January 10, 2009 |  2:27 pm


Photographer Patrick Ecclesine's "Faces of Sunset Boulevard" travels along Sunset from downtown -- Mayor Villaraigosa is the book's first face -- all the way to the beach. But where Ed Ruscha famously, in "Every Building on the Sunset Strip" (1966), captured the visuals of the street itself, Ecclesine tries to tell a more human story. Sunset serves as an occasional visual backdrop and as a narrative path through the city's population.

The book is mostly staged portraits, with a few street snapshots. Every picture is accompanied by a brief statement by the subject. Almost all the photographs have the polished, almost plastic beauty  often associated with this city.
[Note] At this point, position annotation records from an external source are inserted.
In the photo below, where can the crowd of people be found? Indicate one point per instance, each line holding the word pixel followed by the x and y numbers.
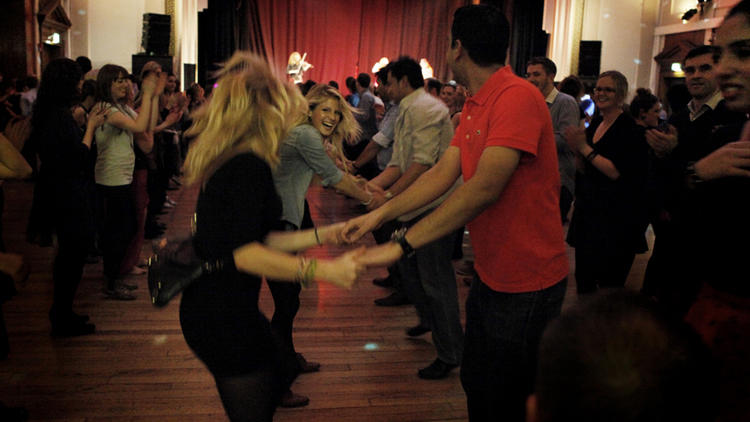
pixel 514 161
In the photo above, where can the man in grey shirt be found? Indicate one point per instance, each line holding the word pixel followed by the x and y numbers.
pixel 381 144
pixel 368 123
pixel 423 132
pixel 563 108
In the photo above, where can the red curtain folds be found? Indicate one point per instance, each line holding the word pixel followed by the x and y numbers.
pixel 345 37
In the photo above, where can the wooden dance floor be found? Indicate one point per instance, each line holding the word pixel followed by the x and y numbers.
pixel 137 367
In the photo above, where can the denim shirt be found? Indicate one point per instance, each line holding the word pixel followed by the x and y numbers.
pixel 302 156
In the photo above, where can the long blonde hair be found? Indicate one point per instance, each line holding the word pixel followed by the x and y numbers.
pixel 251 109
pixel 347 129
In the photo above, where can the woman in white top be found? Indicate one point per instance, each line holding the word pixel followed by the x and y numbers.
pixel 115 164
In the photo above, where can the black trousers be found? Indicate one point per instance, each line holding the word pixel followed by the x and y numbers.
pixel 75 235
pixel 119 227
pixel 602 267
pixel 286 305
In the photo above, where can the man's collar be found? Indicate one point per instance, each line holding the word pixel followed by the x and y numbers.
pixel 715 99
pixel 490 85
pixel 711 103
pixel 406 101
pixel 552 96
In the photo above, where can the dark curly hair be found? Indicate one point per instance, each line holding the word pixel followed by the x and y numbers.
pixel 58 90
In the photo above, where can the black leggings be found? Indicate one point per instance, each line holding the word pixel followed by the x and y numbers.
pixel 250 397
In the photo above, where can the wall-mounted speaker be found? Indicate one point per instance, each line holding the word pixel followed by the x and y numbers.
pixel 157 31
pixel 589 58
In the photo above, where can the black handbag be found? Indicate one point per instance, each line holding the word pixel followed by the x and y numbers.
pixel 172 268
pixel 175 266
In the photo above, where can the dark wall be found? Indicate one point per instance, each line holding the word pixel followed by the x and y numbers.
pixel 13 38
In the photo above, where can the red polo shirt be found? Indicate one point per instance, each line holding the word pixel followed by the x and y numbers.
pixel 518 240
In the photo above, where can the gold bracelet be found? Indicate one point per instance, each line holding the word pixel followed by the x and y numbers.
pixel 306 271
pixel 369 201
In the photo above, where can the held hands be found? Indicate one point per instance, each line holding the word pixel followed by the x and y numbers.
pixel 357 227
pixel 381 255
pixel 378 199
pixel 732 159
pixel 575 137
pixel 332 234
pixel 344 270
pixel 662 143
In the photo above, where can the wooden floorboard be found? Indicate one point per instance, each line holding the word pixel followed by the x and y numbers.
pixel 137 366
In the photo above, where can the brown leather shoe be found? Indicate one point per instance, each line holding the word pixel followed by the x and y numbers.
pixel 306 366
pixel 289 399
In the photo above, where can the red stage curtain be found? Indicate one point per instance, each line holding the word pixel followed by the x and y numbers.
pixel 345 37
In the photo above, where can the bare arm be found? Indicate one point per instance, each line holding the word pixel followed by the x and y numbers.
pixel 349 187
pixel 387 177
pixel 294 241
pixel 371 151
pixel 410 175
pixel 496 166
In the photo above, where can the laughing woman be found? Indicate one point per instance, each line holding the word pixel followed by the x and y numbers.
pixel 609 219
pixel 239 131
pixel 303 156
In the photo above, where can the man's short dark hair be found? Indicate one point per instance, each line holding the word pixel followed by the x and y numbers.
pixel 484 33
pixel 741 8
pixel 84 63
pixel 435 84
pixel 572 86
pixel 351 84
pixel 616 357
pixel 363 79
pixel 382 74
pixel 547 64
pixel 406 66
pixel 713 50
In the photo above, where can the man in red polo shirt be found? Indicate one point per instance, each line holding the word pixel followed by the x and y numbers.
pixel 504 147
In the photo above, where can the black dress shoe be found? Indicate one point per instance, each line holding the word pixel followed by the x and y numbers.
pixel 437 370
pixel 290 399
pixel 418 330
pixel 383 282
pixel 394 299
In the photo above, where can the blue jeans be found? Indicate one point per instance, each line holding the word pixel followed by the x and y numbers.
pixel 500 349
pixel 429 280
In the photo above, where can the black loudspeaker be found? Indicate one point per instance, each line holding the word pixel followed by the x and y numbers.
pixel 188 74
pixel 141 59
pixel 157 30
pixel 589 58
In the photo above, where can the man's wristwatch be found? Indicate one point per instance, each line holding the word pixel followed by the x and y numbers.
pixel 691 175
pixel 399 236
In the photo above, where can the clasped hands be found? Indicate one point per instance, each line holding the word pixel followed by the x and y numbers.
pixel 349 232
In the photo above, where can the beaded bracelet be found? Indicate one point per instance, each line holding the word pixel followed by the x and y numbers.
pixel 591 155
pixel 369 201
pixel 306 271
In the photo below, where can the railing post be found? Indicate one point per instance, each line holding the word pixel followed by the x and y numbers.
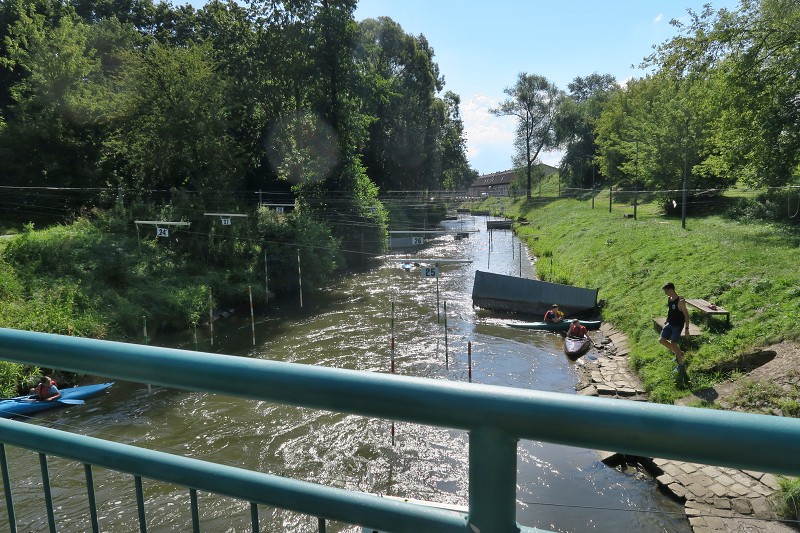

Where but in Los Angeles could you find a Realtor who's happy to pose in a bikini -- and, when she does, looks both cheerful and stunning?

Well, actually, Beverly Hills. The book is organized by neighborhood, traveling through Echo Park, Silverlake, East Hollywood, Beverly Hills, the Pacific Palisades and more. There's something poetic about West Hollywood, with its fame seekers, being shot entirely, glamorously, at night. Along the route, Ecclesine captures people from many walks of life: a cook; a cowboy; construction workers; families; teenagers; a drug addict; and a philanthropist with, it appears, a pet tiger. He gets celebrities too: Larry King (the CNN building is on Sunset Boulevard), Arnold Schwarzenegger (who lives in Bel-Air, a gated community off Sunset), and Kathy Kohner-Zuckerman, whose dad wrote "Gidget" about her and her friends (at 60, she returned to surfing off Malibu, where Sunset ends).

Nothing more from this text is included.